Анпенов был настоящий джентльмен. Происходя из крестьянской семьи, он получил образование в семинарии, потом попал на службу к Губкину и Кузнецову в Коломбо. Он прожил там больше 30 лет, совершенно англизировался, а в последние годы стал там русским консулом. По-английски говорил он, конечно, как англичанин. Кроме знания языка он знал все обычаи, приемы и взгляды англичан, почему для нас был неоценимым помощником при всех сношениях с англичанами. Со Швецовым был он старый приятель. Анпенов был человек долга, и всем, чем только и где только мог, он старался облегчить положение беженцев. Так он принял на себя хлопоты, чтобы деньги наши менялись по более приличному курсу, что было чрезвычайно важно для всех. Это ему не удалось, но как у нас полагается, многие взялись его ругать. Он это знал и не обижался.
На «Капуртале» им был поднят вопрос о том, что мы бесплатно пользуемся гостеприимством англичан, что мы обязаны отблагодарить их. Его просили обсудить этот вопрос с капитаном, который ответил, что англичане исполнили свой долг, а потому никакой благодарности не подлежат; хотели дать на чай команде – ответ тот же. Однако было собрано 15 000 руб., которые в конце концов с ведома капитана были переданы русскому консулу в Салониках для оказания помощи беднейшим офицерам и беженцам. Тогда решили послать благодарственную телеграмму английскому королю. Ее составил Михаил Васильевич, а Анпенов перевел. В этой телеграмме было особенно удачное выражение, в котором говорилось, что русский народ не забудет отношение к его бедам союзников и оценит их по заслугам. Конечно, в телеграмме упоминалось с благодарностью отношение к нам команды «Капурталы».
Как денежные дела, так и вопрос о благодарности и еще другие вопросы обсуждались, когда были на пароходе, на его палубе, а в лагере – около нашего знаменитого стола. Председателем обычно выбирался Михаил Васильевич, а исполнение постановлений поручалось комиссии, не обходившейся без Анпенова. О Смирнове мало что можно сказать. Этот человек был предан душой и телом Швецову. Человек тихий, занимавший крупный пост в Туркестане по делам Купеческого банка. Он намеревался через Владивосток пробраться в Туркестан, где находилась его семья, с которой он не видался два года и ничего о ней не знал, как и она о нем.
Жил у нас в бараке еще Валентин Семенович Вишняков, двоюродный брат С. Н. Урусова.

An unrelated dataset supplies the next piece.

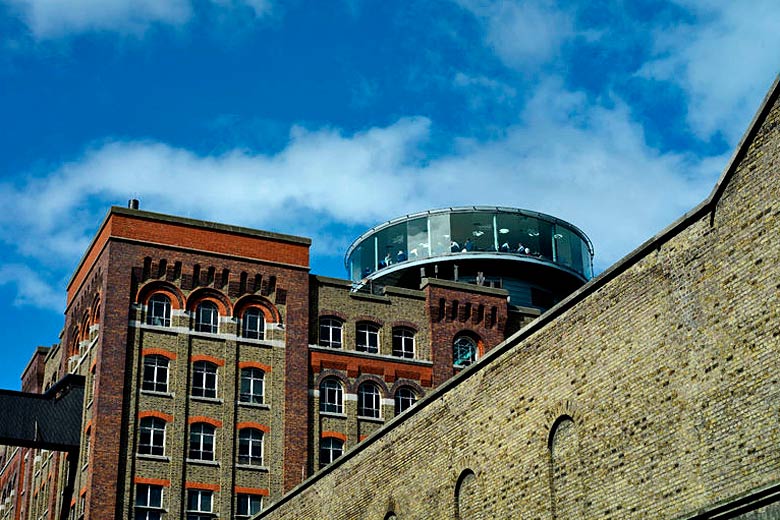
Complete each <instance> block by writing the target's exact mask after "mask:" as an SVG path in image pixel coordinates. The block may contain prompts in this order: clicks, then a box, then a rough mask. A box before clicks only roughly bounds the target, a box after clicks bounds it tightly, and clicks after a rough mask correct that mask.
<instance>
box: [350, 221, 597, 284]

Это был человек молчаливый, всегда в себе. Забрался он в самый отдаленный угол барака и никакого участия в жизни барака не принимал. По утрам, с самым сосредоточенным видом, чистил он щеткой свои чулки. Говорили, что он был человек страшно нерешительный и все не знал, куда ему деваться. Кажется, наконец он уехал на Афон.
Жил с нами Николай Алексеевич Михайлов с 14-летним сыном, длинным парнем. Жена Николая Алексеевича, урожденная Ильина, с другими детьми осталась в Харькове. Николай Алексеевич всю жизнь провел в работе, торгуя мехами в Москве. Это был человек дела, по характеру полная противоположность Чудакову, почему, вероятно, они очень дружили. Николай Алексеевич тоже принимал живое участие в наших комиссиях; он всегда старался чем-нибудь заняться и жестоко ворчал на сына, когда видел его без дела. Бедный юноша по возможности огрызался и не упускал случая напасть с ворчанием на родителя. Один раз было очень слышно. Николай Алексеевич захворал. Пошли у него нарывы то на лице, то на шее, ходил он с забинтованной головой, должен был держать диету, почему еду приходилось ему готовить самому для себя. Послал он Алешу за яйцами, а юноша ловкостью не отличался. Возвращается Алеша с пакетом и роняет его к ногам отца, конечно, все яйца разбились. Последовала безмолвная картина. Папинька употребил громадные усилие, чтобы сдержать себя. Сын ожидал грома и молний, а папинька остался без ужина. Так текла наша жизнь.